The Elegance of Patina

New objects have an effusive glow, freshness and flawlessness that have a strong allure to our innate sense of the imperfect nature of life. Because they cannot remain new for long, new things have a transient rarity. Things seem to have the greatest value when new and once something is only a few scant steps in time older, culture seems to teach, it loses value. Ironically, new things are not the things that go with us through life or comfort us when we are troubled. During time of need or loneliness we gather our weather-worn memories, long-time friends and heritage around us. Although the glow of youth is appealing, it cannot be compared with the quality acquired with age.

Patina is the oxidized surface of metal, such as copper and bronze.

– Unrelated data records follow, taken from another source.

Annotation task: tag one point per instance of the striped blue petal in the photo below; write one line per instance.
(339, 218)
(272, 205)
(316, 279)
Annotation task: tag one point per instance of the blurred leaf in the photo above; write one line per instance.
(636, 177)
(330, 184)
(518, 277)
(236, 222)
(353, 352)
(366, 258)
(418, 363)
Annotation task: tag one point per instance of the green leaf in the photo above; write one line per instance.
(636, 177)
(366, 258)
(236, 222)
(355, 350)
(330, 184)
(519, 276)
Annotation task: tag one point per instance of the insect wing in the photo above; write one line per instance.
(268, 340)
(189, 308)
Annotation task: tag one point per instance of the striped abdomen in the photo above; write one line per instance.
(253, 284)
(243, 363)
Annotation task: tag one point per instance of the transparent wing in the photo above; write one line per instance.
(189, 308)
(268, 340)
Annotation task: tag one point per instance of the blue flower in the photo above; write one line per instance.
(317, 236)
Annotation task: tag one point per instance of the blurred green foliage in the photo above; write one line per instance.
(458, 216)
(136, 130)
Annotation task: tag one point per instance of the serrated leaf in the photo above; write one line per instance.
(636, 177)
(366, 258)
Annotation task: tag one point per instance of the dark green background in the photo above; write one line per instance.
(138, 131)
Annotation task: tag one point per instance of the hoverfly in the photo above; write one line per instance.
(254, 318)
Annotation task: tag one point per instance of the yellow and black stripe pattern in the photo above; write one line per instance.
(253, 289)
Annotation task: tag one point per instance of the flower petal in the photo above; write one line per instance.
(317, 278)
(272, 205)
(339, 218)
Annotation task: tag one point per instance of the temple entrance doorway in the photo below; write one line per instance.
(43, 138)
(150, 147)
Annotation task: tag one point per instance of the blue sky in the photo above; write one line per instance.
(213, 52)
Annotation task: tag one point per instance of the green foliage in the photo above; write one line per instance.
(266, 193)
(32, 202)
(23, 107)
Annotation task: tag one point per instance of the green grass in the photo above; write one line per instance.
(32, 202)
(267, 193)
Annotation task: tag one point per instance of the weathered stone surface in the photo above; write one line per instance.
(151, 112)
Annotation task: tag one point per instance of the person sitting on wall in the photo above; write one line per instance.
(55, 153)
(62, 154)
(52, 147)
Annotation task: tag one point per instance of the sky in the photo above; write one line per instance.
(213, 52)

This process happens naturally and very slowly. It transforms the glowing and fresh surface of the metal to a dull and opaque sheen. Then, when left alone, the surface blooms with a rich mosaic of hue and tone. The best patina is acquired when the object is exposed to the raw elements; the fundamental forces of weathering and extremes create depth and character in patterns unique to the object itself. Patina has a multi-layered and delicate beauty, but is not fragile.

The idea of patina extends beyond metals. It is also a concept and a principle. Old, well-worn clothes comfort us in ways that newly-crafted ones never can… the unexperienced fabrics feel foreign and stiff against the skin. Only after numerous wearings, washings and shared experiences, can the article and our bodies establish a comfortable relationship. Faces, too, gain patina through time. This type of patina goes by other names: character, maturity, experience. Aged furniture, ancient flowerpots and historic buildings develop a more beautiful appearance once they have centuries of life lived. 

Although society appreciates the qualities inherent in youth, and new objects, it is patina that is treasured. And rare. It imparts uniqueness, depth and timeless beauty. It is not so much a process that takes things away, as much as it is a process that gives.